His answer is for communicators and their clients to educate influencers on media staples that they might have missed, including transparency and proper measurement.

“I don’t think that we as a community have done a good enough job on the business side communicating to the creator side that message, that brands will pay more for a loyal, dedicated audience than for a loose-looking, less-connected audience,” he says.

“It is much more impactful to have a smaller niche, more loyal, direct audience that you have influence over than a larger, vanity audience.” 

He notes that many influencers don’t have a media background, but he sees the lack of knowledge as an opportunity for education and dialogue.

How to get started

What can communicators do right away to start safeguarding clients and brands and improving the influencer ecosystem?

Schwab says a good starting point is pushing for third-party verification.

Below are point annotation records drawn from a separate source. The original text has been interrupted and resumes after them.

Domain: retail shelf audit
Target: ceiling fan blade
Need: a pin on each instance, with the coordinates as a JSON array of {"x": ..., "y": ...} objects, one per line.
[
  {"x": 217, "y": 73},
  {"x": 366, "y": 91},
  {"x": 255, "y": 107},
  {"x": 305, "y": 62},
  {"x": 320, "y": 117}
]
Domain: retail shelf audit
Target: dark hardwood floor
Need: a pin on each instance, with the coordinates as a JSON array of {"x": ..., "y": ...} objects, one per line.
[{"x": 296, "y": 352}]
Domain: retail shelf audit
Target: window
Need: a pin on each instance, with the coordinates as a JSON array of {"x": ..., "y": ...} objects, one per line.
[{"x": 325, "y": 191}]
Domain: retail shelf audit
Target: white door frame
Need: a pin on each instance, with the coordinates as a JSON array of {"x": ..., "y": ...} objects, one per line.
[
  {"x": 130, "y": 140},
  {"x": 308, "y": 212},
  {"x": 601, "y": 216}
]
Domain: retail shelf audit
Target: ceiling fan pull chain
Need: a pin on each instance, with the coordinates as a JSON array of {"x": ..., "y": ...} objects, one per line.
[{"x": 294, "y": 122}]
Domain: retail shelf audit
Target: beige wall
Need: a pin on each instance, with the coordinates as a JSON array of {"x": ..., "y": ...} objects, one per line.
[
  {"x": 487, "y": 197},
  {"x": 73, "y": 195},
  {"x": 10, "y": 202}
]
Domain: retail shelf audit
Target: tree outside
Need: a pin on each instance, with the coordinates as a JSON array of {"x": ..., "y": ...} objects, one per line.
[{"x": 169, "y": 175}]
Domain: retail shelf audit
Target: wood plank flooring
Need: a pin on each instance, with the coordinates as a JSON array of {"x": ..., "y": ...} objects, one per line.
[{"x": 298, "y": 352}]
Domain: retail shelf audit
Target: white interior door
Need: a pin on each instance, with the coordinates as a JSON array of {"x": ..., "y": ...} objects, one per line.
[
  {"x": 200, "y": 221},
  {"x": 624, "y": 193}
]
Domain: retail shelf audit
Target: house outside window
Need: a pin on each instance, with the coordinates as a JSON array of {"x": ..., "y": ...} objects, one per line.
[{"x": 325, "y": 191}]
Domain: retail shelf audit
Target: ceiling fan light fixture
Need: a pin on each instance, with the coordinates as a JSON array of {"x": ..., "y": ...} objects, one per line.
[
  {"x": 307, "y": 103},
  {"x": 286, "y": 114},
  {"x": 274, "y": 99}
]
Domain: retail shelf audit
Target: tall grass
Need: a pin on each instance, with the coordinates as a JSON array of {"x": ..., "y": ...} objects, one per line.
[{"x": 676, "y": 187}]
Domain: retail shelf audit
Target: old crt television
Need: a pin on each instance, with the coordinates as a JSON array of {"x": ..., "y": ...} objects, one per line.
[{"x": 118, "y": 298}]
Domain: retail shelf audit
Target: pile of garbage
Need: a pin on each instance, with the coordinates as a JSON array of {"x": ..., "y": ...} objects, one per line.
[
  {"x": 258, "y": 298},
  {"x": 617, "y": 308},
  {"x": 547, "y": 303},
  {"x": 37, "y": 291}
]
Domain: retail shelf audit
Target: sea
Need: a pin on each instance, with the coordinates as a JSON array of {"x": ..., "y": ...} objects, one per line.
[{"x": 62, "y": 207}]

McCartney says: “Think holistically and long term; social influencers are just one piece of the influencer ecosystem. It’s important for brands to think about all their partners, advocates, etc., with ‘influence’ and how they work together as a strong and ongoing network of ambassadors for a brand.”

Cavazos points to finding an interested niche audience and giving them exactly what they want.

“About a thousand years ago, I did a study on television,” he says. “A research paper came out called ‘Why is this show so dumb?’ What we found in this research is that broad audience television shows were simpler. They had less-complicated plotlines. They deal with things in generalities, and this is the time when HBO is coming out and shows that are a little more niche, had much smaller ratings but had higher, more committed followers.” 

He summarizes: “People were willing to pay to subscribe; the same is true for any niche behavior.”

However, Cavazos says he sees a bright future for influencer marketing if the current challenges can be overcome.

“I want to emphasize that there are some issues with influencer marketing, but in reality, there are more opportunities with where we are with technology,” he says. “It’s only going to grow.”